HOUSE OF REPRESENTATIVES,
Washington, D. C., March 15, 1924. Mr. JOSEPH H. McGann, Clerk Committee on Rivers and Harbors,
House of Representatives, Washington, D. C. DEAR MR. McGann: I take the liberty of inclosing herewith resolution adopted by the Pennsylvania State Park and harbor commission of Erie at a meeting held on March 7 last with reference to the diversion of water from Lake Michigan by the Chicago Drainage Canal, as I understand there is legislation on this subject pending before your committee. Very truly yours,
STEPHEN G. PORTER.
Whereas investigations and studies made by engineers of the Corps of Engineers, United States Army, and by this commission, indicate clearly that the diversion of water from Lake Michigan by the Chicago Drainage Canal has lowered the general level of water in Lake Erie; and that during the year 1923 this level was permanently lowered fully 6 inches; and
Whereas the continuance of such diversion of water by the Chicago Drainage Canal is certain to bring Lake Erie to a still lower level, thus augmenting damage already done due to the lowering of the level of Lake Erie; and
Whereas this lowering of the lake level, caused by such diversion of water, is seriously affecting property owned by the Commonwealth of Pennsylvania, which includes the bay and harbor of Erie, the peninsula of Presque Isle, and other water and water-front property, under the direct supervision and control of this commission, and, if continued, will necessitate the expenditure of large sums of money for dredging and other work : Therefore be it
Resolved, That the Pennsylvania State Park and harbor commission of Erie does hereby protest against any further diversion of any water from any of the Great Lakes by the Chicago Sanitary District for the said drainage canal, and urges upon you the importance of exerting every influence to prevent any further lowering of lake levels by the increased diversion of water through the said drainage canal: Be it further
Resolved, That copies of this resolution be sent to the Attorney General of the State of Pennsylvania, to the United States Senators from Pennsylvania and to the Representatives from this State, to the district engineer at Buffalo, N, Y., and to the Erie Chamber of Commerce.

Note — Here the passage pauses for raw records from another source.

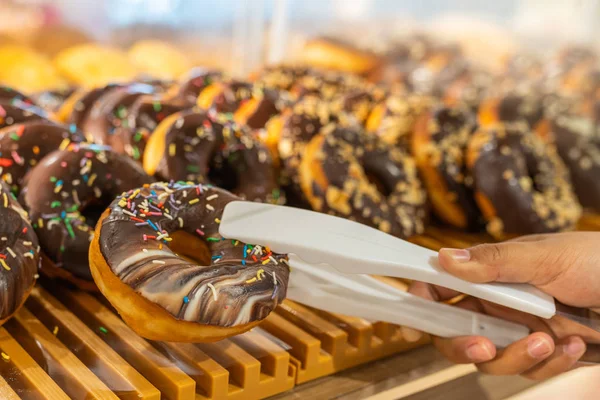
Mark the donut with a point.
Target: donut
(63, 194)
(159, 59)
(197, 80)
(9, 94)
(91, 65)
(51, 100)
(579, 149)
(189, 146)
(291, 132)
(439, 144)
(337, 55)
(19, 254)
(106, 119)
(23, 145)
(393, 119)
(513, 107)
(216, 289)
(335, 173)
(142, 119)
(281, 77)
(521, 184)
(15, 112)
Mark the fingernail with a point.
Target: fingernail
(539, 348)
(458, 255)
(478, 353)
(574, 347)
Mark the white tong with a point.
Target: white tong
(330, 257)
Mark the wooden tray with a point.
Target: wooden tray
(68, 344)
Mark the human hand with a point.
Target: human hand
(564, 265)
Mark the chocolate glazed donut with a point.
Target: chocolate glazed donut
(335, 172)
(23, 145)
(229, 292)
(521, 184)
(439, 144)
(107, 119)
(143, 117)
(19, 255)
(580, 151)
(189, 146)
(61, 193)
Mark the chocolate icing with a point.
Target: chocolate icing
(399, 116)
(241, 284)
(237, 160)
(107, 119)
(347, 157)
(143, 117)
(449, 132)
(19, 254)
(524, 180)
(23, 145)
(83, 105)
(63, 186)
(580, 151)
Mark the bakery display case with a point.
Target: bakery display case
(447, 125)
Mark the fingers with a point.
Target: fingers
(466, 349)
(520, 356)
(513, 261)
(567, 352)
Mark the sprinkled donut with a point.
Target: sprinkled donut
(107, 118)
(61, 193)
(439, 144)
(228, 288)
(16, 111)
(334, 175)
(143, 118)
(189, 146)
(23, 145)
(19, 255)
(521, 185)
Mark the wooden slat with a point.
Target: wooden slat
(332, 338)
(32, 377)
(243, 368)
(173, 383)
(111, 368)
(6, 392)
(212, 379)
(273, 359)
(305, 347)
(66, 369)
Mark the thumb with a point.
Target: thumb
(531, 262)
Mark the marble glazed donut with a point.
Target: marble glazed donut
(61, 194)
(190, 146)
(228, 288)
(439, 144)
(521, 184)
(19, 255)
(334, 175)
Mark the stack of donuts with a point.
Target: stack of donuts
(120, 187)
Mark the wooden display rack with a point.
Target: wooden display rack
(67, 344)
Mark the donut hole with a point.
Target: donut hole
(222, 174)
(190, 247)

HENRY, ILL., March 22, 1924. Hon. WALLACE DEMPSEY,
House of Representatives, Washington, D. C.: After careful consideration of the Hull Deep Waterway Bill and its possibilities we are asking our Representatives in Congress to oppose its passage as well as the passage of any other measure which does not give full protection to the right of he residents of Illinois River Valley.
MARSHALL PUTNAM FARM BUREAU,
(Article published in the Henry News-Republican, March 20, 1924.) 16TH DISTRICT REPRESENTATIVE ON CHICAGO DRAINAGE PAY ROLL, SAYS C. U. STONE
"Illinois has her own "Teapot Dome' scandal, but it does not smell of oil but rather of sewage,” said Claude U. Stone, of Peoria, to the Commercial Club, of Washington, nii., Monday evening.